Some phone network providers offer spam-blocking services. It’s also worth registering with Donotcall.gov. While this doesn’t stop you from receiving calls from fraudsters, you can at least be relatively certain that most robocalls you receive are not from legitimate sources.
11. Gift Card Scams
Gift cards can be a useful alternative to giving cash to friends and relatives during celebrations. However, these are currently popular methods through which criminals are scamming seniors. This is because gift cards are a largely untraceable way for criminals to have victims send them funds.
This scam can take a variety of formats. Usually, the criminal will call to say they’re from your bank or another service and that there is an urgent issue. They’ll inform you that unless you make a gift card payment, something bad is likely to happen as a result. They’ll tell you which type of gift card to buy — Google Play, iTunes, Walmart, or Target, among others — and how much to put on the card. You’ll then be asked to give them the card number and PIN.
The simple way to protect yourself is to know that no legitimate organization will ask for payment only by a gift card. If you’re not giving a gift, there’s no need to buy a gift card.
12. Equity Release Scams
Equity release scams — also known as reverse mortgage scams — are a common way to target seniors. This is because older citizens tend to be more likely to own their homes. Not to mention that the fixed income of retirement can make it tempting to try and free up some of the value tied up in a property.

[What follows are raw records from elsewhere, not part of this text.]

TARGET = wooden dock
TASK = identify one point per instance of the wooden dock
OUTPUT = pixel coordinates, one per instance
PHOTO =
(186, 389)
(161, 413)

Equity release can be a legitimate, often complex, form of a loan. Providers offer homeowners regular payments over a set period of time. In return, the company will be repaid from the estate when the homeowner passes away or if they sell the home. However, there are scams that can be attached to this. Some contractors will pressure elderly homeowners into taking out these reverse mortgages to fund unnecessary upgrades. Relatives have also been known to trick seniors into taking out equity releases to gain their inheritance early.
It’s important to remember that equity release isn’t a miracle solution to financial issues. It is a form of mortgage and should be approached with the same careful consideration as you would when buying a home. Be wary of those attempting to pressure you into it.

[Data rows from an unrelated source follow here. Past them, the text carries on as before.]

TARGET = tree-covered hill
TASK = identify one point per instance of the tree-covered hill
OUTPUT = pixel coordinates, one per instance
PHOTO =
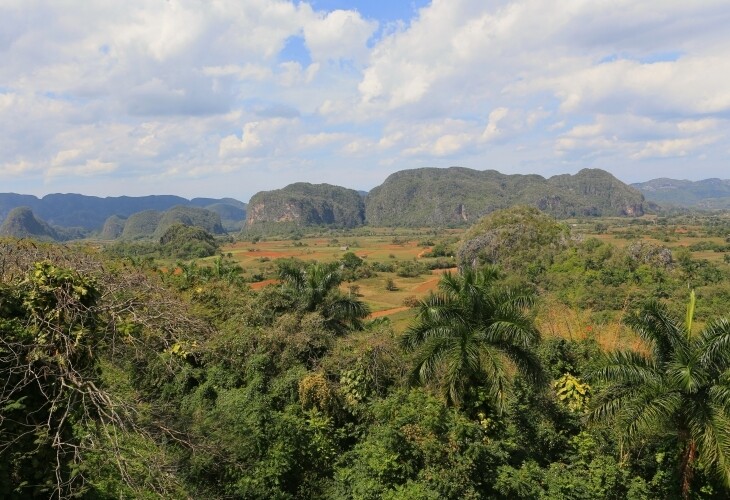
(152, 224)
(305, 204)
(91, 212)
(454, 196)
(707, 193)
(21, 222)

13. Online Property Purchase Scams
Buying property online can be a convenient way to invest your funds in tangible assets. However, some of the negatives of buying property online include the potential for fraudulent practices. There can be discrepancies in valuations or misleading property photos. But seniors can often find that they’re susceptible to hackers who utilize property websites to gain access to email addresses and other private information.

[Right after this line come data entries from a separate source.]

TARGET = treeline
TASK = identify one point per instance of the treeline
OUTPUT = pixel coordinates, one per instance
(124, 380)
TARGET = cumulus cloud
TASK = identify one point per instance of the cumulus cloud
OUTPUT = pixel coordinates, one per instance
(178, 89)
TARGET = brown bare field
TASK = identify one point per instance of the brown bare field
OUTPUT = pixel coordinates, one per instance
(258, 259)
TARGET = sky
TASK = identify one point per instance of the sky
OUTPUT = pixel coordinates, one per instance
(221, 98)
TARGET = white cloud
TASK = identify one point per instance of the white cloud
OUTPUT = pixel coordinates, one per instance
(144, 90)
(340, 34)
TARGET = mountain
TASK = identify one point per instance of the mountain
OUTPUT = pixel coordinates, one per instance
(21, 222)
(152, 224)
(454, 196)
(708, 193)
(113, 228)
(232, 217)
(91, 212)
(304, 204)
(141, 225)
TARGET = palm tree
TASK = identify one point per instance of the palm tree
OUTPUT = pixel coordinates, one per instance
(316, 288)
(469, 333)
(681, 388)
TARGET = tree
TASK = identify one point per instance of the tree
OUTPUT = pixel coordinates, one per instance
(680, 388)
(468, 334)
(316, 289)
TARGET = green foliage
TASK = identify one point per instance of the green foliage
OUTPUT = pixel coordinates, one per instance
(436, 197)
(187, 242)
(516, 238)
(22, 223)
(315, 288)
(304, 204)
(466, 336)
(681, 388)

Too many people hand over their personal details to property sales websites willingly. After all, they assume that purchasing a property requires Social Security numbers and other financial information. This can be particularly tempting if you’re trying not to miss out on a property deal that seems irresistible.
You should maintain a strict habit against giving out personal information online. Wherever possible, verify the legitimacy of a property purchase website through state and local real estate organizations.
Seniors are often considered an easy target for fraudsters. There is a wide range of common schemes, from the grandparent scam to robocalling systems. Remember that being a victim of fraud is not a failing on your part, some of these people can be very convincing. Nevertheless, in many cases, you can protect yourself best by avoiding panic and taking the time to verify the legitimacy of the person contacting you.